In [None]:
!pip install audiomentations
!pip install imbalanced-learn



In [None]:
import pandas as pd
import os
import librosa
import numpy as np
from audiomentations import Compose, AddGaussianNoise, TimeStretch, PitchShift, Shift
from sklearn.model_selection import train_test_split

In [None]:
from google.colab import drive
drive.mount('/content/drive')

Drive already mounted at /content/drive; to attempt to forcibly remount, call drive.mount("/content/drive", force_remount=True).


In [None]:
# Load dataset
train_data_path = '/content/drive/MyDrive/data/extracted_files-3/en/validated_new.tsv'
audio_base_path = '/content/drive/MyDrive/data/extracted_files-3/en/input_audio_files'
df = pd.read_csv(train_data_path, sep='\t')
df.head(5)

Unnamed: 0,client_id,path,sentence_id,sentence,sentence_domain,up_votes,down_votes,age,gender,accents,variant,locale,segment,broader_accents
0,01e8ea298cdecf26e273f5baac3915eb992c493f229686...,common_voice_en_39751075.mp3,e5e7d4694b7160add018a08876327f254690c1ab4c39ea...,Madin was a significant figure of post-war Bir...,,2,0,,,American English Accent,,en,,North American English
1,03b62f72067ec967c423852bef03d1b61e63c156d86f6e...,common_voice_en_40087973.mp3,e90c361c9684d01d31bc6e8df3060bc97e536ca707bef4...,No runoff was necessary.,,2,0,teens,transgender,British English,,en,,British English
2,05d33ad00cc2754da8e542a33a5255f9346535ef1d8619...,common_voice_en_40117514.mp3,e9475052b6e625f8c5890389e4ffc17a1078dec1483592...,It was a sickening sight.,,2,0,twenties,male_masculine,Australian English,,en,,British English
3,08072f2de4dcc2bfec5058dca41eb9535b61ccd193ecc4...,common_voice_en_39603786.mp3,e4657d8d47be955eb14e04cd1c2a2b9ef89d310f639678...,It is made by mounting a sidecar to a regular ...,,2,0,sixties,male_masculine,American English Accent,,en,,North American English
4,083af8bc921baf15ad5d8c8c876f4ecaf4f52bf6370161...,common_voice_en_39603175.mp3,e443f322884c5440d7f5072f21c5b0e1f0433ba6147471...,"Within his genre, Di Giorgio is respected for ...",,2,0,,,British English,,en,,British English


In [None]:
# Check the number of samples (rows) in the DataFrame
num_samples = df.shape[0]  # Returns the number of rows
print(f"Number of samples in df: {num_samples}")
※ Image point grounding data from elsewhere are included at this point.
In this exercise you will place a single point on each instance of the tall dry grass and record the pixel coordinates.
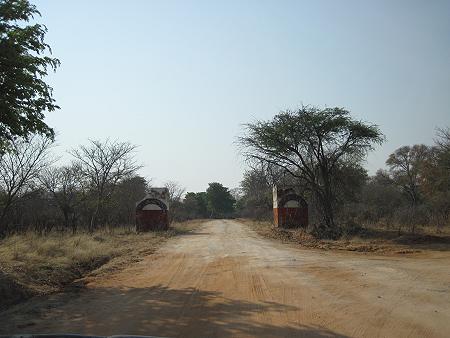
(34, 264)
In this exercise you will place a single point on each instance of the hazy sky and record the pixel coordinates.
(179, 78)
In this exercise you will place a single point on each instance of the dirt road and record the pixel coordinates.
(225, 281)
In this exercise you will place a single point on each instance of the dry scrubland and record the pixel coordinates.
(377, 239)
(33, 264)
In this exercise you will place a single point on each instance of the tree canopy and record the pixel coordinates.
(24, 62)
(312, 144)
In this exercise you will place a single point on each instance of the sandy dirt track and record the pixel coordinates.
(225, 281)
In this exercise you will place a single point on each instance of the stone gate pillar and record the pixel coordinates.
(289, 208)
(152, 212)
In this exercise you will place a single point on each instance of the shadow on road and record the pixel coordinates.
(157, 310)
Number of samples in df: 1643


In [None]:
# 1. Filter for 'North American English'
df_na = df[df['broader_accents'] == 'North American English']
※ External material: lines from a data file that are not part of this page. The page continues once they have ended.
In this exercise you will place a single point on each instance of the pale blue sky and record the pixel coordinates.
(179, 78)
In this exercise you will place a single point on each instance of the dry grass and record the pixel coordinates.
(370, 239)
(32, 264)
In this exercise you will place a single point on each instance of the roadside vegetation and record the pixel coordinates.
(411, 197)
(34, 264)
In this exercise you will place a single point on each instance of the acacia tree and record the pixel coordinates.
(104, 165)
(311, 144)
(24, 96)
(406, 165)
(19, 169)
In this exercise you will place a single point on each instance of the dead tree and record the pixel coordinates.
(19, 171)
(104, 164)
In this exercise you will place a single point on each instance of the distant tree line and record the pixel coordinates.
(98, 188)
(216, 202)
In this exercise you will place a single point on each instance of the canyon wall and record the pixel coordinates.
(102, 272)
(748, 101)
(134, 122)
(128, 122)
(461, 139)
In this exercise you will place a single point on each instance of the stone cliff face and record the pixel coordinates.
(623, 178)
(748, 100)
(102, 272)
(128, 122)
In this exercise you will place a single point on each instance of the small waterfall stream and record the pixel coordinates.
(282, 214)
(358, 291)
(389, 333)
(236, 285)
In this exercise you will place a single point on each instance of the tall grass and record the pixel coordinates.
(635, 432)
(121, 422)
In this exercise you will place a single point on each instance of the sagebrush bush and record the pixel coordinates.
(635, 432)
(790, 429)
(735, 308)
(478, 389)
# 2. Filter for 'British English'
df_br = df[df['broader_accents'] == 'British English']

# 3. Sample 10 random rows from each
df_na_sample = df_na.sample(10)
df_br_sample = df_br.sample(10)

# 4. Combine both samples into one DataFrame
df2 = pd.concat([df_na_sample, df_br_sample])
# 5. Drop the rows in df that are present in df2
df = df.drop(df2.index)


In [None]:
# Check the number of samples (rows) in the DataFrame
num_samples = df.shape[0]  # Returns the number of rows
print(f"Number of samples in df: {num_samples}")


# Check the number of samples (rows) in the DataFrame
num_samples = df2.shape[0]  # Returns the number of rows
print(f"Number of samples in df2: {num_samples}")

Number of samples in df: 1623
Number of samples in df2: 20


In [None]:
# Map accent labels to numeric IDs
accent_labels = df['broader_accents'].unique()
accent_to_id = {accent: idx for idx, accent in enumerate(accent_labels)}
df['accent_id'] = df['broader_accents'].apply(lambda x: accent_to_id[x])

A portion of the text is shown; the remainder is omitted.